Movement in federal IT jobs increasing, panelists say

The “golden handcuffs” perception of federal work is fading, fostering more back and forth between the civil service and the private sector.

Relaxed retirement rules are allowing greater fluidity between private sector and government information technology jobs, government IT veterans said Wednesday during a panel discussion.

Panelists said employees hired under the Civil Service Retirement System are more likely to remain in government their entire career because their retirement benefits are based on average salary over their highest three years of pay, multiplied by a factor representing the number of years they served in government.

But more than 20 years after the last federal employee enrolled under the old retirement system, senior agency IT managers are starting to see a loosening of the "golden handcuffs" impression of federal careers. With the flexibilities built into the Federal Employees Retirement System, private sector employees are gravitating toward government work in greater numbers, panelists said. Conversely, federal employees are more likely to leave for opportunities outside government.

Sally Wallace, associate deputy assistant secretary for e-government at the Veterans Affairs Department and moderator of the Industry Advisory Council-sponsored panel, said senior agency managers must accept the fact that younger employees may not be interested in spending their entire careers in government.

"You would think that when you hire somebody, they're going to be loyal and stay at the agency like you have," Wallace said. "Now it's just a whole new world out there … I think you need to find the best talent and not be so disappointed when they go back [to the private sector] or move on."

Wallace said she joined federal service on Dec. 16, 1983, placing her under CSRS. Given the choice of postponing her start date two weeks and beginning her career under FERS, Wallace opted for CSRS. But she said she wonders how her career would have been different had she waited two weeks.

"If I had been under FERS, would I have just come to government [for a few years] and then gone to industry and [then continued to move] back and forth?" she said.

Wallace said older managers who are not accustomed to employees working in government for two or three years and then going back to the private sector, can act as a barrier to recruiting younger people.

Howard Ady, who served for 25 years as a senior government executive and is now director of BearingPoint's Government Wide Acquisitions Contract and General Services Administration Schedule Programs, said the government is increasingly recruiting from industry for technical expertise at every level.

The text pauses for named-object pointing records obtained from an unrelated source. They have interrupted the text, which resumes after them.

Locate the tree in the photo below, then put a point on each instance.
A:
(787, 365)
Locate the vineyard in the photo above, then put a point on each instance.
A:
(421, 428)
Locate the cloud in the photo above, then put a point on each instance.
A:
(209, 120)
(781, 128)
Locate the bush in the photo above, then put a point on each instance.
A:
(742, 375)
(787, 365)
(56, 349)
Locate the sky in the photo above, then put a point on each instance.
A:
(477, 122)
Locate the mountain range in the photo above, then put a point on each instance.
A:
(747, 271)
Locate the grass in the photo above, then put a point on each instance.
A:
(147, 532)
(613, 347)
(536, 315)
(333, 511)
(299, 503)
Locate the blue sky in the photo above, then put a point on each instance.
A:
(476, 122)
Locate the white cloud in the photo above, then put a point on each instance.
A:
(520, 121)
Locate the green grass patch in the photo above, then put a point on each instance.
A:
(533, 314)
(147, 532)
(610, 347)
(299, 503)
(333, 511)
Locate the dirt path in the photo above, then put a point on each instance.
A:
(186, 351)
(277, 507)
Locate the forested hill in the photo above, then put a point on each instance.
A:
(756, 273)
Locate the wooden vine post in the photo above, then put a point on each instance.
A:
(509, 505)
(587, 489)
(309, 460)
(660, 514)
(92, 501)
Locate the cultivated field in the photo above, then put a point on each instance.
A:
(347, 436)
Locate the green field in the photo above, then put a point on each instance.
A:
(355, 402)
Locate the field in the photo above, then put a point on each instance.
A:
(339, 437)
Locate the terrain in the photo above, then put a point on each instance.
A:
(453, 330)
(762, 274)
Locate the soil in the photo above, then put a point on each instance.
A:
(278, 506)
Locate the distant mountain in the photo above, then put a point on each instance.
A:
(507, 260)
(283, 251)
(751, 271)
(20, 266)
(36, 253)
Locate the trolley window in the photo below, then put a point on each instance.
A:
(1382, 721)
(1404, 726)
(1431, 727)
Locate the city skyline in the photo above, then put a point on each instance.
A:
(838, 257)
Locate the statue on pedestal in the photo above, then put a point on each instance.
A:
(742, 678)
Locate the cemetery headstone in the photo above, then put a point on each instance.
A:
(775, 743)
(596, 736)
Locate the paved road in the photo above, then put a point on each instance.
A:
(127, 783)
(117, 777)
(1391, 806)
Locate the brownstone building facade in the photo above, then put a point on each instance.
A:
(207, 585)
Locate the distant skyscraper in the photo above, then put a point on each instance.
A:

Financial analysts are telling private sector employees that the federal retirement health care program is worth about $300,000 per person, which has drawn employees away from BearingPoint, Howard said.

Panelist Deidre Lee, deputy director of operations and chief acquisitions officer at the Federal Emergency Management Agency, said government employees have a higher level of responsibility and experience compared to their peers in the private sector.

"I truly believe that when the last couple of us [under CSRS] clear out … there is going to be a recognition that [federal employees are] not only in demand, but you are very flexible," Lee said. "I think that's going to change the demographic of our workforce. Hopefully, more people will come into the government, and we'll have more exchange."

Gary Wetterhall, assistant program executive officer for the Army's Enterprise Information Systems, said he has seen a number of private sector employees hired at the grass-roots level of the agencies.

"We really want to get those younger guys in there that have some industry experience," Wetterhall said. "I haven't seen the flood gates open yet, but I've seen particularly in the area of IT some really good candidates."

Panelists spoke supportively of a proposal that would allow older federal employees to work part-time in order to make room at the executive level for younger employees while avoiding losing the older employees' institutional and program-specific knowledge.